Initialement, la Commission avait également formulé des griefs à l' égard du maintien de contrôles systématiques à l' occasion de l' importation de produits laitiers en général, y compris le beurre . La République hellénique a, toutefois, modifié sa législation sur ce point ( 2 ) de telle sorte que celle-ci n' impose plus de contrôles systématiques à l' occasion de l' importation pour aucun produit laitier - et donc pas non plus pour le beurre . Dans sa réplique, la Commission a indiqué qu' elle se désistait de cette partie de son recours, et il n' est donc plus nécessaire que nous examinions ce grief .
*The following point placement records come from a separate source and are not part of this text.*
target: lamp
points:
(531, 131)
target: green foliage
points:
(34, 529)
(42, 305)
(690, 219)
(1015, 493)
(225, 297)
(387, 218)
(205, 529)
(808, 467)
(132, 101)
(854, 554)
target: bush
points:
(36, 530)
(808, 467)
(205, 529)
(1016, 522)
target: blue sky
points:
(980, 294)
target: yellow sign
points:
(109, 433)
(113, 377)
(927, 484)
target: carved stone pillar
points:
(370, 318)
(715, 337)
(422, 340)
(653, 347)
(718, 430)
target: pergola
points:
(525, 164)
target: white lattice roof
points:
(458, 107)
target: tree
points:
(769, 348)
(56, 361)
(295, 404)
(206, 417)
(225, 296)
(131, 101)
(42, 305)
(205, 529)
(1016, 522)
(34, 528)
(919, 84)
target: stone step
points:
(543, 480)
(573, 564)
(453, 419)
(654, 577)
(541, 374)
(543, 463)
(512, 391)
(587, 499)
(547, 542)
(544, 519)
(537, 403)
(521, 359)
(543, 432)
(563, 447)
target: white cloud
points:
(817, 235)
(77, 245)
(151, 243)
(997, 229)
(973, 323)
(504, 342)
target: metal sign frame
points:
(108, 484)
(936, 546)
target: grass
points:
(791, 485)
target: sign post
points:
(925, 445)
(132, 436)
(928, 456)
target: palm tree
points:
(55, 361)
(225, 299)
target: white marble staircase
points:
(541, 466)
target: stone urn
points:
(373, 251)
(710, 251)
2 . Le grief qui subsiste concerne l' article 13 du décret présidentiel n 40/1977 relatif à l' inspection vétérinaire des bêtes de boucherie et des produits d' origine animale ( 3 ). Selon l' article 13, paragraphe 1, de ce décret, toutes les denrées importées doivent être accompagnées de l' original d' un certificat sanitaire vétérinaire ou d' un certificat sanitaire délivré par une autorité compétente du pays expéditeur . Un tel certificat doit être rédigé en langue grecque, anglaise ou française et doit être délivré dans les quinze jours qui précèdent le départ du moyen de transport ( 4 ). Selon l' article 13, paragraphe 3, du décret, tel que nous le comprenons, l' importation de denrées en Grèce n' est autorisée que pour autant que le certificat sanitaire comporte toutes les mentions qui doivent être mentionnées dans l' État expéditeur, conformément aux règles en vigueur dans cet État en ce qui concerne ces denrées, pour autant que ces mentions correspondent aux mentions prescrites par les dispositions correspondantes de la législation grecque .
3 . On peut déduire du titre du décret n 40/1977 que la réglementation susmentionnée concerne l' importation de tous les produits d' origine animale . La Commission n' a, toutefois, attaqué cette réglementation que dans la mesure où elle est susceptible de restreindre les importations de beurre pasteurisé . La Commission estime que l' obligation de présenter un certificat sanitaire à l' occasion de l' importation du beurre de ce type est une mesure d' effet équivalant à une restriction quantitative à l' importation . En effet, l' établissement d' un tel certificat constitue une cause de retard et de frais et revêt un caractère dissuasif à l' égard des exportations de ce produit à destination de la Grèce .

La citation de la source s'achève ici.